Poker, was not at fault, but rather the rules that governed it and the ramifications of a popular sport being exploited unregulated by those who want to profit from it. It’s no different from the mushroomed billiard halls of the late 90s and early 2000 when Efren “Bata” Reyes popularized the game of 9-ball and billiards as a whole. No different from the streets that became makeshift basketball courts during weekends when PBA’s popularity exploded. Locally, it’s been likened to “Lechon Manok” phenomenon, whenever products like this hits a frenzied popularity, where everybody wants a piece of the pie, or “Shawarma “ or designer coffee, or cellphone repair shops or lotto outlets or whatever pop culture fever hits the populace.
Longevity is its true test. How it survives the test of time. Darwinian on some levels, “survival of the fittest”, to prove its mettle. Poker by definition, not just by popularity or its current marketability, fits well to what “sport” means. Webster defined it as:
(1) physical activity engaged in for pleasure (2) : a particular activity (as an athletic game) so engaged in
I’m sure they didn’t have Poker in mind. Since poker then was too busy battling out its reputation amidst sharks and cheats in its shady riverboat history in the USA. The material is available around the web and will survive even after the Hollywood bump that made the game go mainstream. Its history is as rich as any other sport not unlike UNO or Monopoly.
Poker is a sport…
It ranked 11 in a poll by Turnkey Sports, an internationally trusted name in the business. It beats out chess and bowling. Comparatively, these are sports that test the strength mind more than the physical aspect of the game. All sports require a certain amount of luck. It just varies on how lucky/good you think a Daniel Negreanu is or a Neil Arce to come up with those scintillating wins because they read the situation right versus how lucky/good a Kobe Bryant and/or Lebron James at crunch time because they read the situation right. What we can both agree is that they are all risk takers. One is lucky and good because of the outcome, but the process is the same. They all prepare and take risk at a given time, for that moment! Sometimes it pays dividends, sometimes it don’t. But at the times that it does, that’s what people remember. That’s a moment we all want. There lies its greatest appeal.

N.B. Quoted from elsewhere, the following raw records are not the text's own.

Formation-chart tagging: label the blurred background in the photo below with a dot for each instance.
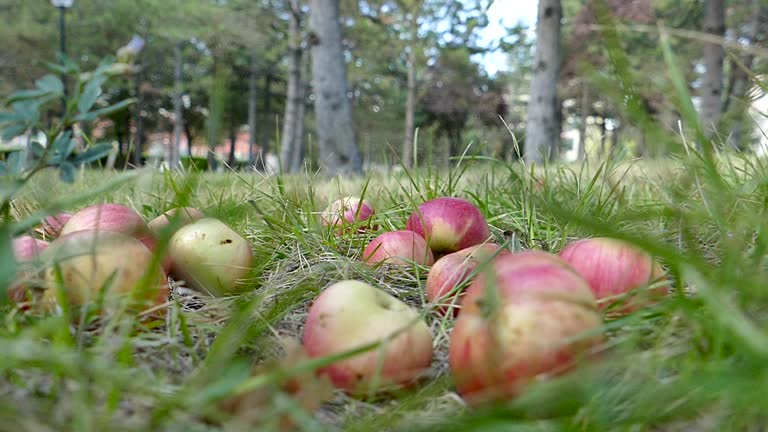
(232, 83)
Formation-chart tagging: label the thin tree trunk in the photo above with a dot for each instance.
(265, 135)
(232, 145)
(585, 109)
(712, 85)
(288, 139)
(178, 110)
(190, 137)
(139, 140)
(252, 99)
(335, 127)
(542, 128)
(300, 139)
(410, 99)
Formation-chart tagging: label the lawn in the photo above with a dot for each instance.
(695, 361)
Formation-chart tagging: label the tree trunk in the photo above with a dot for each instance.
(232, 145)
(265, 135)
(585, 109)
(178, 110)
(293, 98)
(190, 137)
(410, 99)
(139, 140)
(335, 130)
(712, 84)
(542, 128)
(300, 139)
(252, 99)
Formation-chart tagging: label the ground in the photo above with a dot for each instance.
(693, 362)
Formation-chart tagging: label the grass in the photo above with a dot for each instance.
(695, 361)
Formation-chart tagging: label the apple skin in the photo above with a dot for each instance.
(401, 247)
(210, 256)
(26, 250)
(612, 268)
(347, 210)
(453, 270)
(350, 314)
(89, 258)
(182, 216)
(114, 218)
(449, 224)
(533, 333)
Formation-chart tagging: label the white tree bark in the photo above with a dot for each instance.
(712, 84)
(335, 129)
(542, 128)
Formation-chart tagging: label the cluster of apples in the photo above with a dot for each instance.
(107, 252)
(519, 317)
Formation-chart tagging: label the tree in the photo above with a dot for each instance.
(712, 86)
(335, 129)
(542, 127)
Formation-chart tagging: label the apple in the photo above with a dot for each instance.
(26, 250)
(90, 261)
(401, 247)
(179, 215)
(455, 270)
(114, 218)
(347, 210)
(210, 256)
(449, 224)
(529, 317)
(615, 269)
(53, 224)
(351, 314)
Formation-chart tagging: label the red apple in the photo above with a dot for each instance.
(180, 215)
(615, 269)
(449, 224)
(455, 270)
(523, 320)
(53, 224)
(210, 256)
(351, 314)
(114, 218)
(93, 260)
(347, 211)
(26, 250)
(398, 247)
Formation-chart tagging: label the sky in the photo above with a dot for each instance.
(509, 13)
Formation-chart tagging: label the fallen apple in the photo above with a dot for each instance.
(351, 314)
(346, 211)
(400, 248)
(180, 215)
(210, 256)
(26, 250)
(89, 265)
(616, 271)
(449, 224)
(455, 270)
(529, 317)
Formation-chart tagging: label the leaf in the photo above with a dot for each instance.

Poker like any other sport generates excitement to a specific demographic, not all. Poker is boring to some as Soccer is boring to most Pinoys. Athletes are fit only now but not during the time of Babe Ruth. The only argument valid is that Poker is a sport that put its money upfront as part of the game. It is something that culturally we are only starting to deal with a level of maturity. As we begin to accept the betting odds that is part of the news report with Manny Pacquiao’s fight as a reinforcement of how good he is versus his opponent. That level of maturity towards money is a different blog for a different time. Truth is only in the Bond movie “Casino Royale” can you wager a car (well, the antagonist placed the key of his car on the table, the dealer called it as good) in a poker game. And we cannot over emphasize that anything that is taken in excess is bad, even vegetables.
But does it really matter if we declare poker as a sport like those petition wanting to include poker as an Olympic sport to the 2012 Olympics? Bowling never did.